Several restaurants and supermarkets were leveled, according to a spokesman at a nearby state Highway Patrol post. He added it might take a couple of days to find bodies.
The injured were taken to hospitals in surrounding cities, including Dayton about 20 miles west, after local hospitals were filled.
A temporary morgue was set up at Xenia by police and National Guardsmen.
Temporary shelter for the estimated 1,200 homeless was set up in the Xenia National Guard Armory.
Twisters also touched down at London in Madison County where the top of the court house was hit; Pisgah in Butler County; Circleville in Pickaway County; the Columbus suburb of New Albany where two houses and a mobile home were leveled and in Paulding County in northwest Ohio. _____________________________________________________________________________________________Almost 100 tornados* slashed through 10 Southern and Midwestern states Wednesday, leveling a toll of death and damage that was the worst in 49 years.
By 7 a.m.
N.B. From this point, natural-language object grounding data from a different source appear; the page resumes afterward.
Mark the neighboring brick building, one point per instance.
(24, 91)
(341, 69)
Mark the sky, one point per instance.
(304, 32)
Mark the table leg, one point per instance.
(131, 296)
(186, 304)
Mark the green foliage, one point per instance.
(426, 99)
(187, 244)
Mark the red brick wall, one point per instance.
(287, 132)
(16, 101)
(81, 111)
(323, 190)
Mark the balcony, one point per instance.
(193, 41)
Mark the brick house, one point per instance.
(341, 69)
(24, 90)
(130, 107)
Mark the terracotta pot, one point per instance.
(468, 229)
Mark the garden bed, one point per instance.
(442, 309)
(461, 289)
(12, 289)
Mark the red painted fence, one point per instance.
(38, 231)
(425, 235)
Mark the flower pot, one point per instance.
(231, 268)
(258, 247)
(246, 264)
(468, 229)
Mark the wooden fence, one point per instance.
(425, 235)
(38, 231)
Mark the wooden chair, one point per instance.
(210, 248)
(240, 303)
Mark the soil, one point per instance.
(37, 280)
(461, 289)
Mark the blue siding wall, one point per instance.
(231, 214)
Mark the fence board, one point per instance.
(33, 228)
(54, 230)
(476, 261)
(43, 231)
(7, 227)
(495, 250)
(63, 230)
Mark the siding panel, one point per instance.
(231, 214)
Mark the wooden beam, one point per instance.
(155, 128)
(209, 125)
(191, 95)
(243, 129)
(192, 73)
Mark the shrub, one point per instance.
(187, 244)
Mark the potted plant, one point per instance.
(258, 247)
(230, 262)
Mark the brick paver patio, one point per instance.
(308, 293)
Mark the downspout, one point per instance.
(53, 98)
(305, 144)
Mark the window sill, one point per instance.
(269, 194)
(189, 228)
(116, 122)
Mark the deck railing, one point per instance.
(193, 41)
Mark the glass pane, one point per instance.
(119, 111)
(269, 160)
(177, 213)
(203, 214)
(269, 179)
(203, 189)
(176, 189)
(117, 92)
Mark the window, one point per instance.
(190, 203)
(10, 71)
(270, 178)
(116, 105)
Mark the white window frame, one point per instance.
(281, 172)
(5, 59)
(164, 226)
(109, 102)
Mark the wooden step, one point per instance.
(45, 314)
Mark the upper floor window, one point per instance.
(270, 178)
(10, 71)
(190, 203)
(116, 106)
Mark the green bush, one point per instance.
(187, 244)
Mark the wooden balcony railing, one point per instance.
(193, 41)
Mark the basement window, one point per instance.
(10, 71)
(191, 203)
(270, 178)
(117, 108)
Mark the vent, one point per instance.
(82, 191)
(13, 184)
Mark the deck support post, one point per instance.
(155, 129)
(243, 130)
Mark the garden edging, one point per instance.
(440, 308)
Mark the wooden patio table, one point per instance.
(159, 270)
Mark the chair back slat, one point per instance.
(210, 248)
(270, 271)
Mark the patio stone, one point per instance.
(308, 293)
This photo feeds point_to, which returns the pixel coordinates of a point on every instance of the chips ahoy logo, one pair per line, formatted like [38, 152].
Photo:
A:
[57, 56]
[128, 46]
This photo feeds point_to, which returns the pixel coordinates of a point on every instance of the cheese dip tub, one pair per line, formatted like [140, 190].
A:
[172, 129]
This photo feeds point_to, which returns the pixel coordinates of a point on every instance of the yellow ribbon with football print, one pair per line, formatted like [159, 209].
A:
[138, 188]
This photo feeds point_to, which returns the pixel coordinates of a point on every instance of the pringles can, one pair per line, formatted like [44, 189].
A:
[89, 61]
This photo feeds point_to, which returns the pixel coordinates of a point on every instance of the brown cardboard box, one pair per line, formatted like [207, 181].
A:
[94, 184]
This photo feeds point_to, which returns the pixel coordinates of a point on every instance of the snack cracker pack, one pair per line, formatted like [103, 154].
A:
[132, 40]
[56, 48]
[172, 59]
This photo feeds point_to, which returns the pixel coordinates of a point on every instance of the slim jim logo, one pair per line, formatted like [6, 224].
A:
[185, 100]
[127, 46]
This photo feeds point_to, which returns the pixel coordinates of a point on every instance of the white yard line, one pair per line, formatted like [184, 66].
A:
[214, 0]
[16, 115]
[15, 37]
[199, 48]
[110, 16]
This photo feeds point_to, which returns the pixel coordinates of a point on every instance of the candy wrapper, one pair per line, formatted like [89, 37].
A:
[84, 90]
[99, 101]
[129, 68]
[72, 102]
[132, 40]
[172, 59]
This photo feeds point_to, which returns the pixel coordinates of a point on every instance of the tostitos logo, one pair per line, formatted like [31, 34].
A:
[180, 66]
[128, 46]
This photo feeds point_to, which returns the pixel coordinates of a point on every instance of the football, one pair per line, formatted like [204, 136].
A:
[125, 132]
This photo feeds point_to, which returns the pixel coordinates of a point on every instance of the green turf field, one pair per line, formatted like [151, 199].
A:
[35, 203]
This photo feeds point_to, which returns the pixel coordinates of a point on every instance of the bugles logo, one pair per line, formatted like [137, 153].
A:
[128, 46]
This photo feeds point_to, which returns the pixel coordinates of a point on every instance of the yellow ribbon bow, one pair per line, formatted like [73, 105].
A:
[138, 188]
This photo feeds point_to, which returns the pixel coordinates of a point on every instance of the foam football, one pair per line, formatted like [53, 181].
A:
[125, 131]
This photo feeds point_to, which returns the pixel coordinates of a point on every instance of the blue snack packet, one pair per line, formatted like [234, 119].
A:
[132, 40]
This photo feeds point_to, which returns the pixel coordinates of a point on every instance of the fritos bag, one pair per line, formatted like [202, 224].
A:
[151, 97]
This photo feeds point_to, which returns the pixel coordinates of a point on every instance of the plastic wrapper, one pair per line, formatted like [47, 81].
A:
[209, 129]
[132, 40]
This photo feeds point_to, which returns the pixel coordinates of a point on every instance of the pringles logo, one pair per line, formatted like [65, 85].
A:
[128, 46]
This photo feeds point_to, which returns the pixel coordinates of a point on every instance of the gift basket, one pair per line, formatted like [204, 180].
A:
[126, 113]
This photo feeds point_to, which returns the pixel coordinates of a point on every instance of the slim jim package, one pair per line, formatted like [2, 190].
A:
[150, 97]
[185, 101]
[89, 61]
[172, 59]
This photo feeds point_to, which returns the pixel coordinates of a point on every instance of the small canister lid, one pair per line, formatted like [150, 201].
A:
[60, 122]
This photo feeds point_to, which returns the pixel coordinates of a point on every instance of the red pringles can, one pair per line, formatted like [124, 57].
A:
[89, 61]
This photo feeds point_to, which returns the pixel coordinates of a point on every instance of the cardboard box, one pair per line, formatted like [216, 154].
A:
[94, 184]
Eastern time, the death toll had risen to 305 after a night of storms that swept great areas of the country and neighboring Canada.
Officials were too busy counting bodies to give damage estimates which were certain to be many millions of dollars.
*The event holds the record for the greatest number of F5 tornados (30 in 13 states) in a single day. The violent twisters killed 335 people and injured more than 6,000 on April 3-4, 1974. More than 27,000 families suffered loss. Damage was estimated then at $843 million, or more than $5 billion in 2024 dollars, according to various sources.